Auto: immatricolazioni -2,9% nel 2018, ma cresce l’usato

Il mercato delle automobili pesa per il 3% sui consumi totali italiani, con un incremento dell’incidenza dello 0,7% rispetto al 2014. Il primato per giro d’affari spetta però alle auto usate, con quasi 19 miliardi di euro, mentre il mercato delle auto nuove, secondo le stime di Prometeia, a fine anno ha raggiunto 17,6 miliardi di euro, per un totale di 1.932.000 immatricolazioni. Una cifra che segna una contrazione del 2,1% in valore e del 2,9% in volume.

In generale, nel 2018 le vendite di veicoli sia nuovi sia usati sono cresciute dell’1,6% in volume, mentre i prezzi risultano in calo dello 0,5%. Inoltre, nel 2018 le immatricolazioni dei privati scendono del 3,5%, confermando l’andamento negativo già rilevato nel 2017. Brusca frenata anche per le auto aziendali, per le quali si registra una flessione del 2,2% dopo l’impennata del 22,8% dello scorso anno.
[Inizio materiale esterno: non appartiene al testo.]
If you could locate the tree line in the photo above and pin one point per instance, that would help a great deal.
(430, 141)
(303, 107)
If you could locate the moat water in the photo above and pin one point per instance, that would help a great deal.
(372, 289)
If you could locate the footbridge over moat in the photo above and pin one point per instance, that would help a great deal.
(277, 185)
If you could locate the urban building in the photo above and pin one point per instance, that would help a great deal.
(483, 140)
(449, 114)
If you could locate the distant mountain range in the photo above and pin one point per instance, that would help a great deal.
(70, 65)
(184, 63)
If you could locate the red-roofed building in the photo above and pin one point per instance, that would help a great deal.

Cosa rallenta l’acquisto di auto nuove?

Secondo l’Osservatorio Findomestic a rallentare l’acquisto di auto nuove contribuiscono diversi fattori. A cominciare dall’incertezza della situazione economica, ma anche la crescente incidenza sui budget familiari dei beni durevoli per la casa. Non meno rilevanti gli interventi di policy, come l’introduzione della procedura di omologazione WLPT (World Harmonized Light Vehicle Test Procedure), ovvero il nuovo standard per le emissioni inquinanti in vigore da settembre 2018, e i provvedimenti contro le motorizzazioni diesel.

Più car sharing e auto NLT meno auto di proprietà

A impedire la crescita delle immatricolazioni di auto però è anche la crescente diffusione di nuove abitudini di utilizzo nel campo della mobilità. Come la modalità in condivisione, o il car sharing, sempre più impiegato per spostarsi nei grandi centri cittadini. O come una crescente propensione verso il noleggio a lungo termine (NLT) piuttosto che al possesso del veicolo.
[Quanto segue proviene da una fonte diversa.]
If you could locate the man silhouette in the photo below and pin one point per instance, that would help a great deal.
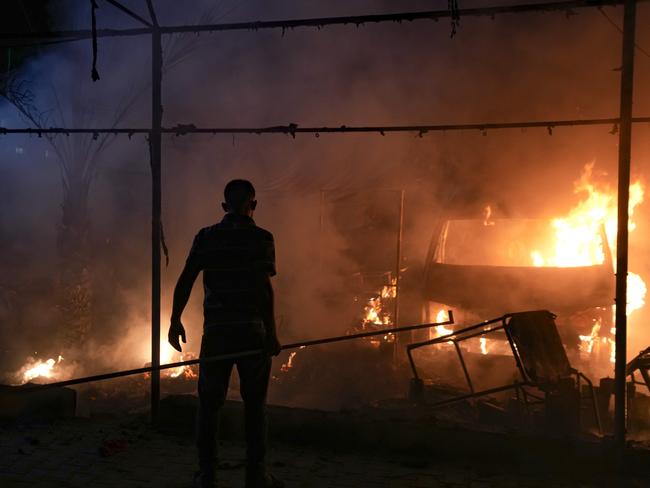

Sono infatti 881mila le auto NLT in circolazione, e secondo le stime nel 2018 le immatricolazioni toccheranno le 276.000 unità, con un aumento del 6,1% rispetto al 2017. E garantendo quindi al settore una quota di mercato del 14,3%.
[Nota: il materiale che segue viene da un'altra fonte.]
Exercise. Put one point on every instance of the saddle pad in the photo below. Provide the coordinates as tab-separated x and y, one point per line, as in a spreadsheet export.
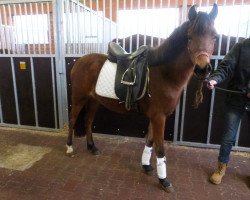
105	85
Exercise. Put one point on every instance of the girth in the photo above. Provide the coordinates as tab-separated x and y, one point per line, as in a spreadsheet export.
132	76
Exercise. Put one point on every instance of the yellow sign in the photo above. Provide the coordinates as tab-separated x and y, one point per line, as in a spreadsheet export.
22	65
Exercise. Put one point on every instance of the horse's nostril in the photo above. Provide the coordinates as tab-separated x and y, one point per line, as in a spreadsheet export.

Diesel in calo, ma ancora al 54%. Ibride ed elettriche +40%

Anche se il primato delle auto a motore diesel è a rischio, riferisce askanews, più di un’auto su due (54%) di nuova immatricolazione è alimentata ancora a diesel. E questo nonostante il calo del 10% registrato quest’anno. Di contro le auto a benzina crescono solo del 4%, e raggiungono una quota di mercato pari al 33%, mentre quelle con alimentazione alternativa aumentano del 15%, aggiudicandosi una fetta di mercato pari al 13%.

Le automobili ibride ed elettriche sono in aumento del 40%, e valgono un terzo di quelle con alimentazione alternative. I veicoli alimentati a metano invece crescono del 23%, mentre sono in lieve flessione (-0,6%) quelli a Gpl.